Kirby's New Nintendo Switch Game Is a Sweet Multiplayer Treat

The newly launched Kirby's Dream Buffet is a joyous party game, but offers little for solo players.

Kevin Knezevic Former staff writer
Kevin has been covering video games and tech since 2010, with a particular focus on Nintendo and Pokemon. Squirtle is the best starter and nothing will convince him otherwise.
Kevin Knezevic
3 min read
Kirby racing on a cake obstacle course

You'll need to outrace opponents across delicious stages in Kirby's Dream Buffet.


Kirby may be best known for gentle platforming adventures, but the voracious puffball has branched off into numerous other genres over the years, from pinball and puzzlers to even mini-golf. Kirby's Dream Buffet, which launched for the Nintendo Switch on Aug. 17, plops Kirby into a food-themed party game, and the result is delectable – if a little insubstantial.

The main course in Dream Buffet, so to speak, is the "Gourmet Grand Prix," a four-round competition consisting of races, mini-games and a battle royale, with the ultimate goal being to gobble up the most strawberries. The first and third rounds are races across an obstacle course made of food. You'll need to carefully navigate spongecake slopes, shortbread platforms, egg yolk trampolines and other delicious hazards on the way to the finish line, where three mountains of strawberry shortcake await.

Naturally, the goal here is to reach the finish before the other players. Arriving first means you can help yourself to the biggest serving of shortcake, practically ensuring you'll be in a comfortable lead heading into the next round. Speed isn't all you need to worry about, however. Strawberries and other fruits are littered all across the course, so you'll need to collect as many as you can on the way to the goal while trying to outrace your opponents.

Adding another layer to races are the different power-ups you can acquire. As in Mario Kart, these are stored in item boxes strewn liberally around the stage, and they bestow Kirby with a different food-themed Copy Ability once collected. Tornado, for instance, creates a vortex that draws in nearby strawberries, while Jelly lets you slip past walls. These powers can also be wielded offensively. Use your Copy Ability to bump another player and you can send them sailing off the course, costing them some strawberries and, more preciously, time. This turns every race into a frantic fight for survival.

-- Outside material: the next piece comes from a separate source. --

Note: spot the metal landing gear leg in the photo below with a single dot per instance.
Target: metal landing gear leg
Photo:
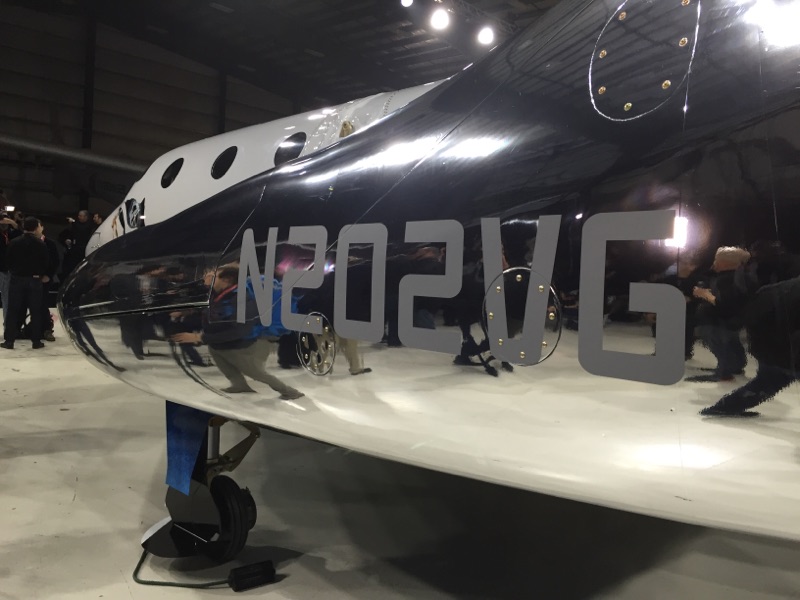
(216, 515)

The more strawberries you eat during the Grand Prix, the larger your Kirby will grow. Not only does this affect your standing in the rankings (the heaviest Kirby at the end wins), it also gives you a bigger advantage over the other players. Your supersized Kirby will be much harder to bump off platforms, letting you literally throw your weight around. However, all that heft also comes with a drawback, as you'll struggle to float back up to safety if you do fall off.

Sandwiched between the two races is a competitive mini-game. These vary per Grand Prix; one involves jumping into cups that appear around the stage and eating the strawberries within before other players, while another has you breaking boxes to retrieve strawberries. Contrasted against the other game types in Dream Buffet, these mini-games are brief and rudimentary, but they can still get quite hectic, serving as a fun respite between rounds.

Capping off the Grand Prix is a free-for-all battle royale contested on a floating stage. The objective here is to knock foes off the arena while eating strawberries, which will continually rain down throughout the round. Power-ups will also periodically pop up, and they're even more potent here, all but guaranteeing to eliminate a player if you connect. As before, the penalty for falling off the stage is lost strawberries, which means tides can turn dramatically during the battle royale.

Kirby wearing a hamburger

As you play Kirby's Dream Buffet, you'll level up and unlock various rewards, including adorable headwear for Kirby.

Nintendo/Screenshot by CNET

With four friends (the game supports both online and local multiplayer), Gourmet Grand Prix is a riotous time. Unfortunately, there's little else to do in Dream Buffet, particularly for solo players. The game does offer the option to play races and mini-games individually or against bots, and the items you unlock as you play and level up can be used to customize a cake in the hub area and outfit your Kirby with different headwear. (Mine is currently rocking a nice hamburger). Beyond that, however, there are no other game modes, so your enjoyment will largely depend on how often you have someone around to play the game with.

Like the confections Kirby races on, then, Dream Buffet is a sugary treat – an airy party game that's fun at gatherings, but ultimately light on substance. With a modest $15 price tag, though, Dream Buffet is still easy to recommend.